Parler de la scolarisation des enfants handicapés revient souvent à évoquer les problèmes de statut et de formation des accompagnateurs spécialisés (AVS), qui constituent l'un des principaux chantiers du ministère (lire notamment ToutEduc Elèves handicapés : des solutions pour la formation avant la fin de l'année ?). Si le CAS ne nie pas ces difficultés, il souligne que cette situation n'est pas spécifique à l'Hexagone. "Les problèmes rencontrés semblent similaires dans les pays analysés (Italie, Suède, Norvège, Belgique, Espagne, Allemagne, Royaume-Uni, Suisse) : difficulté à définir le rôle des accompagnateurs personnalisés du fait de la diversité des tâches et du manque de définition formelle de ces tâches, statut assez fragile à l'exception de l'Italie, risque de défausse des enseignants sur ces personnels d'appui."

Pour remédier à ces difficultés, le CAS conseille de faire évoluer l'activité des AVS tout au long de leurs contrats. "Une des voies possibles pourrait être de privilégier l'évolution des AVS individuels vers des fonctions d'AVS collectifs". La mise en place de cette mesure demanderait "un recours plus fréquent à la validation des acquis de l'expérience (VAE)".

Au-delà de la mise en place des projets éducatifs en direction des élèves handicapés, le CAS se montre critique envers leur mode d'élaboration actuel.

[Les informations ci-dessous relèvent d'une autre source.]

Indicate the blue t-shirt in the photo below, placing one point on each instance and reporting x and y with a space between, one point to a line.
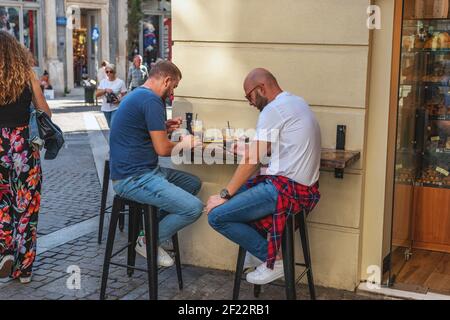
131 148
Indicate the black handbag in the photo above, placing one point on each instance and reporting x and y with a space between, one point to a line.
51 134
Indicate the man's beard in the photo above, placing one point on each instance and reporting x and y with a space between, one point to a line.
261 102
165 95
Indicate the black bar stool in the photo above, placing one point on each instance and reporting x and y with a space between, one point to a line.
136 212
103 208
288 260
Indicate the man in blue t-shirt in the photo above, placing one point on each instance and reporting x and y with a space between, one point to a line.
139 134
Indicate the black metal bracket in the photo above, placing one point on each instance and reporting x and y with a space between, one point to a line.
340 145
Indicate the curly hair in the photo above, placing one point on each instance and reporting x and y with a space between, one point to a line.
16 68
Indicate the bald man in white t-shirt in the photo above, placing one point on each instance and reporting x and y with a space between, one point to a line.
289 133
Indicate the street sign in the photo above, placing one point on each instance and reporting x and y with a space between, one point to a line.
95 33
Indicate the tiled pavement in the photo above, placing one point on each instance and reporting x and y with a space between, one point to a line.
51 277
71 194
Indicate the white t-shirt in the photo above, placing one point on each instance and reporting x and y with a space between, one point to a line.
101 74
117 86
291 127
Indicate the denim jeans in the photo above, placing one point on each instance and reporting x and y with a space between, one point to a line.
109 116
233 217
172 191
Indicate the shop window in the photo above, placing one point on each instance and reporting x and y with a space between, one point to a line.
30 32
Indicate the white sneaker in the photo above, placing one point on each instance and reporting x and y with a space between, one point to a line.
264 275
164 259
25 280
6 264
251 261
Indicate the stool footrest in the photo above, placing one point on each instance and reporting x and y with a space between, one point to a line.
301 276
128 267
120 250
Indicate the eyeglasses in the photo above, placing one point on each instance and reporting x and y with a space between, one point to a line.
247 96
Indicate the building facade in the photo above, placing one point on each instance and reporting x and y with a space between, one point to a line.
70 39
324 51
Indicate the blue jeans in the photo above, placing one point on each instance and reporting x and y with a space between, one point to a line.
170 190
233 217
109 117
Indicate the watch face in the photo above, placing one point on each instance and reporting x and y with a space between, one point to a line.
224 193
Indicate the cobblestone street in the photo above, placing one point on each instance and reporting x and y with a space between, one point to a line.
68 235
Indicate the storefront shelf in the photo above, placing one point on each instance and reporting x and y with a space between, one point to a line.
338 159
440 118
420 83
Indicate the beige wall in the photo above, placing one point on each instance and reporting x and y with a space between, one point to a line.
318 49
377 219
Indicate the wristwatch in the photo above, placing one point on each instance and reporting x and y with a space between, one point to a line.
225 194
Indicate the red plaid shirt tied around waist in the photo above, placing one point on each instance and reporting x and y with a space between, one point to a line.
292 199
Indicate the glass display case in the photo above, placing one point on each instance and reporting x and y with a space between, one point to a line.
421 210
423 143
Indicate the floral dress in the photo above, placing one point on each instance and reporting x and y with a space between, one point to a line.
20 197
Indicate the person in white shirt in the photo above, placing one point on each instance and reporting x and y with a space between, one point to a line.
289 134
101 73
112 89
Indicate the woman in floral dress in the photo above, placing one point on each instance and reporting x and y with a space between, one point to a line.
20 167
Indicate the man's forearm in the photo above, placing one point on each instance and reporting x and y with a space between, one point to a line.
168 149
241 175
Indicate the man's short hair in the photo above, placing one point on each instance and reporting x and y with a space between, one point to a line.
163 69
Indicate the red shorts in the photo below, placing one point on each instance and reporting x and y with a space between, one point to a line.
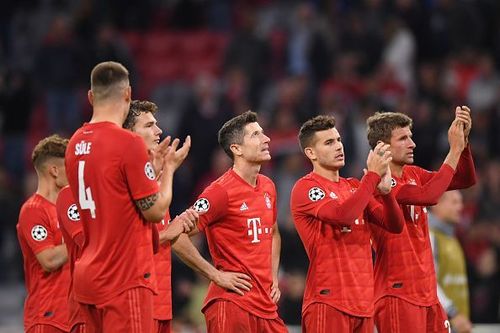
162 326
79 328
226 317
323 318
44 329
393 314
131 311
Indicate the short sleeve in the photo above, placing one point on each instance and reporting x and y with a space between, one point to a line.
34 224
68 215
139 172
211 205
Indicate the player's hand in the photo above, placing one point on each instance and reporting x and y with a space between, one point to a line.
237 282
275 292
461 324
463 114
156 155
174 157
379 158
456 136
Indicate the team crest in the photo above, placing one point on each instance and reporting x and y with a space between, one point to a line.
268 200
73 214
39 233
316 194
201 205
149 171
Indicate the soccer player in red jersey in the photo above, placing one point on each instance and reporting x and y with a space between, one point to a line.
238 217
117 194
331 215
405 281
47 277
72 232
141 120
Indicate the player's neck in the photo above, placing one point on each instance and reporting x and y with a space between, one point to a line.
332 175
248 172
396 169
108 112
48 189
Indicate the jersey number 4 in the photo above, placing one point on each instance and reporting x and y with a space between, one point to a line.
84 194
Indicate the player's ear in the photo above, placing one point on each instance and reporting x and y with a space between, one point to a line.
310 154
236 149
90 97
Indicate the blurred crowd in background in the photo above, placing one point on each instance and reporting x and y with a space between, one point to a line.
203 62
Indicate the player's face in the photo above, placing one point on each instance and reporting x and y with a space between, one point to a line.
148 129
255 147
402 146
328 150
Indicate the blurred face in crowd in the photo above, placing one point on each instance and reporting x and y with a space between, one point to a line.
449 208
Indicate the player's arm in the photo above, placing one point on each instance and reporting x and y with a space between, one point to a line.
276 250
52 259
155 206
435 183
189 254
385 211
346 213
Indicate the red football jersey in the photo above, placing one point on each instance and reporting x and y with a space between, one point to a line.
404 264
162 303
331 219
72 231
46 293
108 169
238 221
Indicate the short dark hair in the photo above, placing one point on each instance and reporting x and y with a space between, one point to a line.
381 124
136 108
53 146
233 131
106 77
313 125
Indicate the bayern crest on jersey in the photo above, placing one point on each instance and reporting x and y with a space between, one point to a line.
316 194
149 171
201 205
73 213
39 233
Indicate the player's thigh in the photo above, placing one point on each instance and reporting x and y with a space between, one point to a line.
45 329
226 317
394 315
162 326
437 320
322 318
129 312
271 325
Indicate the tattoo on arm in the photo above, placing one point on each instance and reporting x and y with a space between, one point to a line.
147 202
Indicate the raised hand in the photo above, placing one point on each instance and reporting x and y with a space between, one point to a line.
174 157
237 282
456 136
463 113
379 158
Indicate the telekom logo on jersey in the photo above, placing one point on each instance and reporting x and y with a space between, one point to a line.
255 229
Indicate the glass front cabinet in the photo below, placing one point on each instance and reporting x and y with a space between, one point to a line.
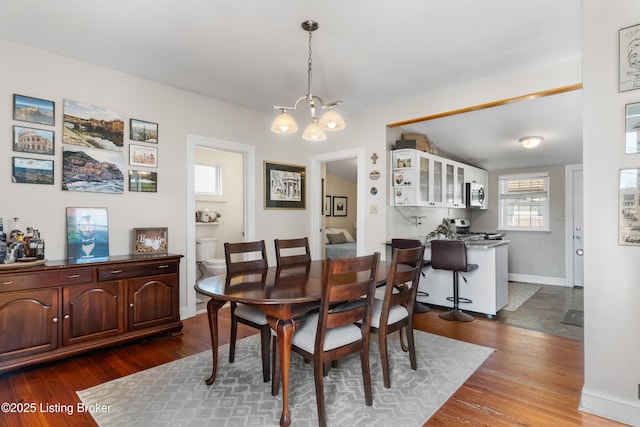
423 179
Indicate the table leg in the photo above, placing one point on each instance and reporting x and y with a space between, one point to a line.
212 310
285 333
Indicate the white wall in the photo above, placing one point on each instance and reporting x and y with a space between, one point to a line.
44 75
612 293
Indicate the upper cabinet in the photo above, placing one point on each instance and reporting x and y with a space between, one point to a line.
422 179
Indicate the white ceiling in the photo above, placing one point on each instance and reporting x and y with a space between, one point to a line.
253 53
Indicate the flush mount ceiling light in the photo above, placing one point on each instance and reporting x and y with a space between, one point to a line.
330 121
530 141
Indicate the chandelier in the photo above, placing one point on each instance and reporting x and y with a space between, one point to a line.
330 121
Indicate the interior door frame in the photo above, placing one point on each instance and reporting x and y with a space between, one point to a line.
249 205
569 210
316 226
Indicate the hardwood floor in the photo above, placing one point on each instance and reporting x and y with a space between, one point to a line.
532 379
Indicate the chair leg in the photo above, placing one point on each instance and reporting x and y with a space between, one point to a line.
275 374
265 335
384 358
318 373
234 333
412 346
366 375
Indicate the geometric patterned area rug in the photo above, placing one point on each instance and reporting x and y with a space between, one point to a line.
519 293
175 394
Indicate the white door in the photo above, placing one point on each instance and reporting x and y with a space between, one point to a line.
578 230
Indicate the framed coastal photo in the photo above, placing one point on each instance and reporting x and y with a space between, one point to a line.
92 126
143 181
150 240
284 186
87 234
629 207
32 171
32 140
629 58
143 156
34 110
339 207
140 130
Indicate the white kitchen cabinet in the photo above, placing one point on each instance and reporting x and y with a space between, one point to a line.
486 287
423 179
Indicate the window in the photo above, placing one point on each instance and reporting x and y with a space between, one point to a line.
208 179
524 202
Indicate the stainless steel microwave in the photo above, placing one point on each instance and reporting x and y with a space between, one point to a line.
475 195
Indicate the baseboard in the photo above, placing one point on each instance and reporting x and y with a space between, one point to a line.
541 280
620 410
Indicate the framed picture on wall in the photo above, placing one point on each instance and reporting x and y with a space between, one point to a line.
33 110
327 206
32 140
32 171
339 207
140 130
284 186
629 58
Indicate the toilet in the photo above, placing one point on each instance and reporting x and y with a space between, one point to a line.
205 256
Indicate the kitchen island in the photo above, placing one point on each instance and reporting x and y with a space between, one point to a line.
486 287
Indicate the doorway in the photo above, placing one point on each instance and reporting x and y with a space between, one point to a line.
574 226
188 294
316 236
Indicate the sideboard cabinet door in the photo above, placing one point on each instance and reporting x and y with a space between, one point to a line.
29 322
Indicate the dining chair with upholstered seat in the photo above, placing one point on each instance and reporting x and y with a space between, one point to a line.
292 251
395 311
400 243
332 333
236 255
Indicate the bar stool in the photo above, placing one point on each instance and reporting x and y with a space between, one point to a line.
452 255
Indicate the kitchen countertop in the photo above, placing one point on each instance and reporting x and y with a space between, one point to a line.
471 244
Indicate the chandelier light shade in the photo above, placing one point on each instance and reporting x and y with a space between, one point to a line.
531 141
331 121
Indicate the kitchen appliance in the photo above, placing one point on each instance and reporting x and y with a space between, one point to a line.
459 226
475 195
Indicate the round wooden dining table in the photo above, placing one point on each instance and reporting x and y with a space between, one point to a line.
284 293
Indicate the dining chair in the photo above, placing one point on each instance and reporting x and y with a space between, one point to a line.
332 333
292 251
400 243
236 259
395 311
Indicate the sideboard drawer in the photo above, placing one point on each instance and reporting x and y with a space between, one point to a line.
47 278
116 272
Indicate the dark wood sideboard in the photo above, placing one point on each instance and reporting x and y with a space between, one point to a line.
64 308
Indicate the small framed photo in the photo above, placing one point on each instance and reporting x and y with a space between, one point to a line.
339 207
143 156
143 181
150 240
140 130
32 140
284 186
629 58
629 207
87 234
632 128
32 171
34 110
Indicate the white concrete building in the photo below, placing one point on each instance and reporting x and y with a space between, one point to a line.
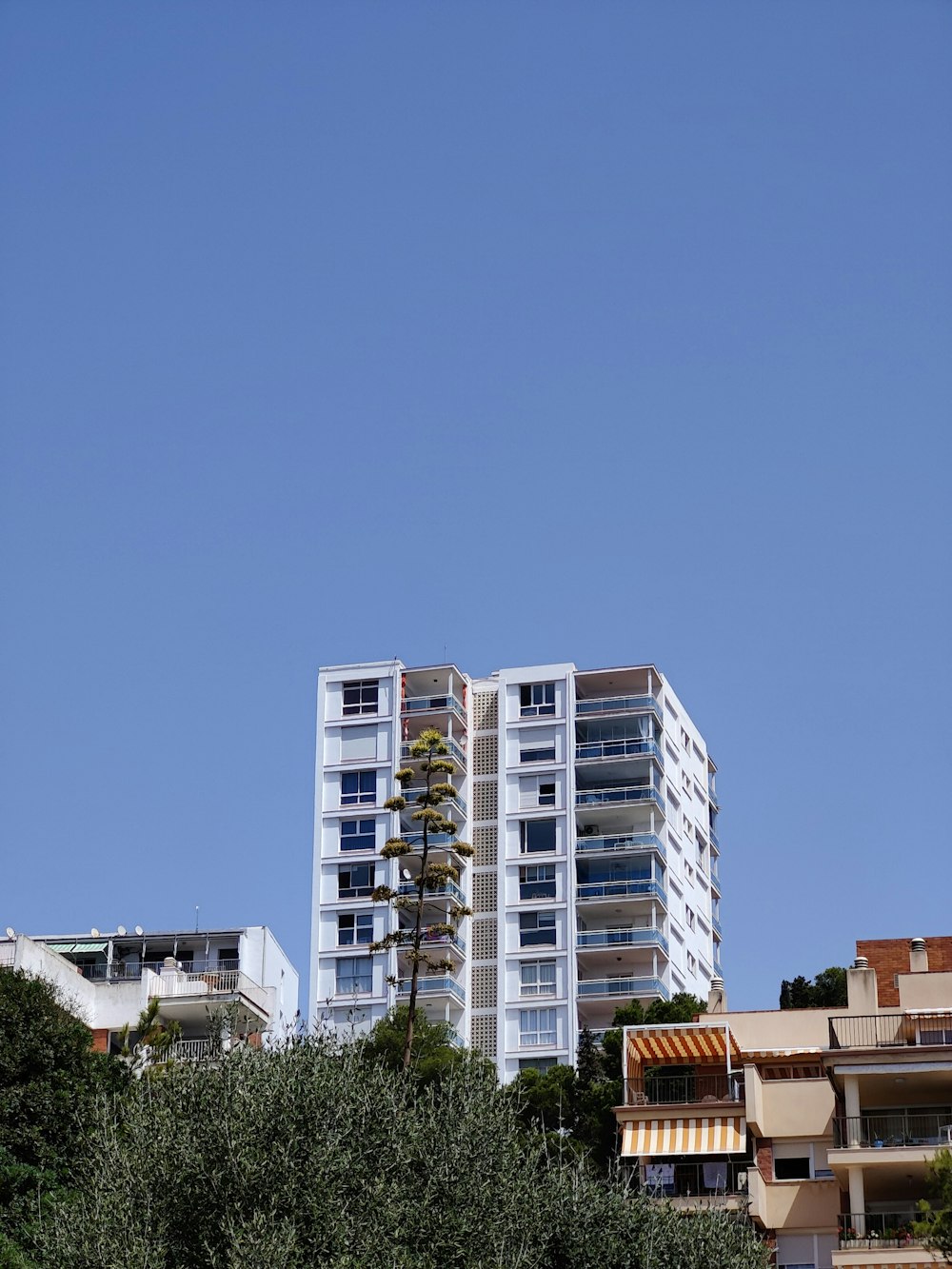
109 979
589 797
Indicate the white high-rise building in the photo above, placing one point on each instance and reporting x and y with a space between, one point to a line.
589 799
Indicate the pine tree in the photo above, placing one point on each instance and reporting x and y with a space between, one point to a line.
426 876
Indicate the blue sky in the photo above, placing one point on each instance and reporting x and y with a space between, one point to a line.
608 332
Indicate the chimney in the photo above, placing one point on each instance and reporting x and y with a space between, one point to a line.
918 957
716 998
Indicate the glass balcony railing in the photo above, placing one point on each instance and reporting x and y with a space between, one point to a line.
433 986
611 989
620 795
617 704
588 749
631 887
620 938
600 844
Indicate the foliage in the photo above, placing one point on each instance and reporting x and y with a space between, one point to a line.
312 1155
426 877
828 990
50 1081
936 1226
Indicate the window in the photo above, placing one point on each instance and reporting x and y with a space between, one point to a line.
537 835
356 881
536 929
537 979
537 1027
357 835
354 928
536 700
537 745
361 696
537 881
358 787
354 975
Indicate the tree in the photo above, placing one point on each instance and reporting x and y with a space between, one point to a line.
936 1226
826 991
429 877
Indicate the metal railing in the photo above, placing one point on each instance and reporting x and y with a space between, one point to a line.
624 793
433 986
899 1128
620 842
874 1230
608 989
631 747
889 1031
448 890
635 887
687 1180
456 753
684 1089
620 938
617 704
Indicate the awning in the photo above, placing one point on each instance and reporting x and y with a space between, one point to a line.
682 1043
718 1135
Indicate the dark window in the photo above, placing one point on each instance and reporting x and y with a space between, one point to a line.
356 881
357 835
358 787
536 700
537 835
361 697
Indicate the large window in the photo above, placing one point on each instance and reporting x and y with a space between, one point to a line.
358 788
537 1027
357 835
537 881
537 929
354 928
354 975
537 979
356 881
536 698
361 696
537 835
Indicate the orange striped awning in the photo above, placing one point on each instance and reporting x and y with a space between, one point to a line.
715 1135
687 1042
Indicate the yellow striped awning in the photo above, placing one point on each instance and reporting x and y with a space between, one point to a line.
685 1042
714 1135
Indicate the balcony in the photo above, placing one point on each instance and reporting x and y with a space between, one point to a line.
878 1231
617 704
890 1031
898 1130
634 842
593 750
620 940
433 986
684 1089
620 795
624 888
625 989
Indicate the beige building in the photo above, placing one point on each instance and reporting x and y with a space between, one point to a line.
819 1123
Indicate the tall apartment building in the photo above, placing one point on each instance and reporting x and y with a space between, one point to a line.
589 799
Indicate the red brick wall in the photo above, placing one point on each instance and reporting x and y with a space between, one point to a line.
889 957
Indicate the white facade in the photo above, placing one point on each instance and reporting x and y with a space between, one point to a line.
590 803
109 979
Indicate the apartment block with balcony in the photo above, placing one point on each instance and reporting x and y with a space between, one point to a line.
589 799
109 979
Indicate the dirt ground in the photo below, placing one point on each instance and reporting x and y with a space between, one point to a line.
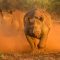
18 42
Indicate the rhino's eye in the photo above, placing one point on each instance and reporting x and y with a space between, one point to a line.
41 19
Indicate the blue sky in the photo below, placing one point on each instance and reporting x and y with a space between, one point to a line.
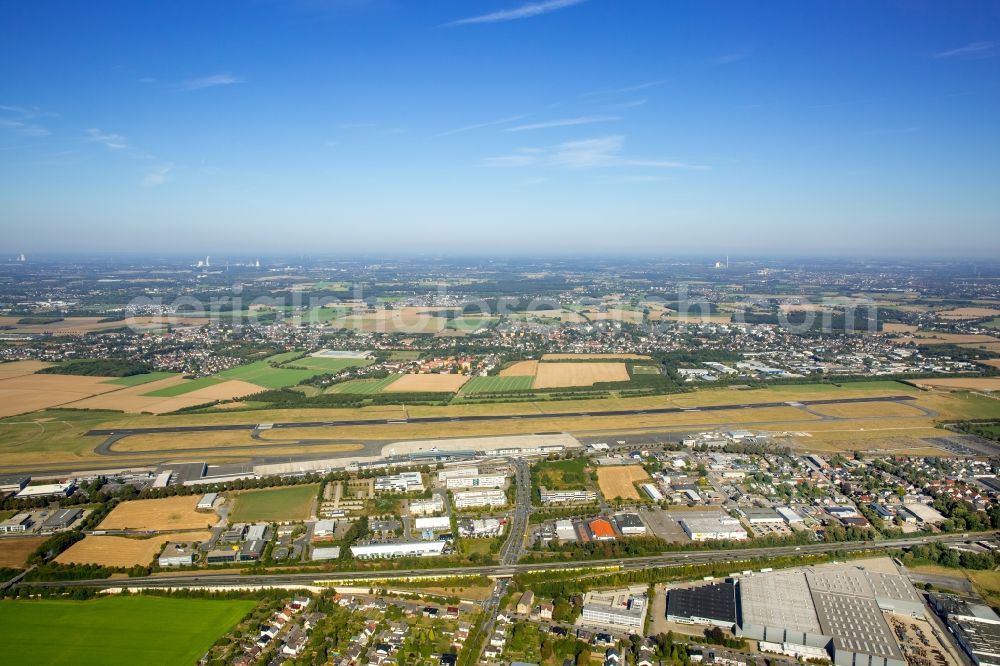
321 126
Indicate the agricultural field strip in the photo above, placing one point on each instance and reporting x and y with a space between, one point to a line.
124 432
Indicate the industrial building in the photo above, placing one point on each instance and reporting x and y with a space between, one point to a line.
17 523
479 498
48 490
789 515
456 473
706 526
487 527
401 549
177 554
326 553
835 607
404 482
713 605
434 523
761 515
975 626
615 608
652 492
207 501
480 481
567 496
324 529
61 519
565 531
629 524
426 507
923 513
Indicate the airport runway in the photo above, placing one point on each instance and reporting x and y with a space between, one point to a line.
127 432
739 558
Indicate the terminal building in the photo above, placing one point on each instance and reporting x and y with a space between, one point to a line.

Si, pour définir les besoins et l'orientation de ces élèves, la plupart des pays européens ont adopté le modèle du plan personnalisé (PPS), "la France se distingue en confiant sa réalisation à un organisme extérieur à l'Education nationale". La maison départementale des personnes handicapées (MDPH) en est chargée, avec des résultats insuffisants : seuls 25 % à 30 % des élèves handicapés bénéficieraient d'un plan personnalisé. Le CAS préconise de redéfinir le partage des rôles entre la MDPH et les établissements scolaires en "confiant l'élaboration de la partie éducative du PPS à l'établissement dans lequel l'enfant est scolarisé", la MDPH restant compétente pour l'orientation de l'élève et les soins dont il devrait bénéficier. "La MDPH doit avoir seulement un rôle d'orientation, c'est l'équipe pédagogique qui doit élaborer les projets éducatifs", affirme V. Chriqui.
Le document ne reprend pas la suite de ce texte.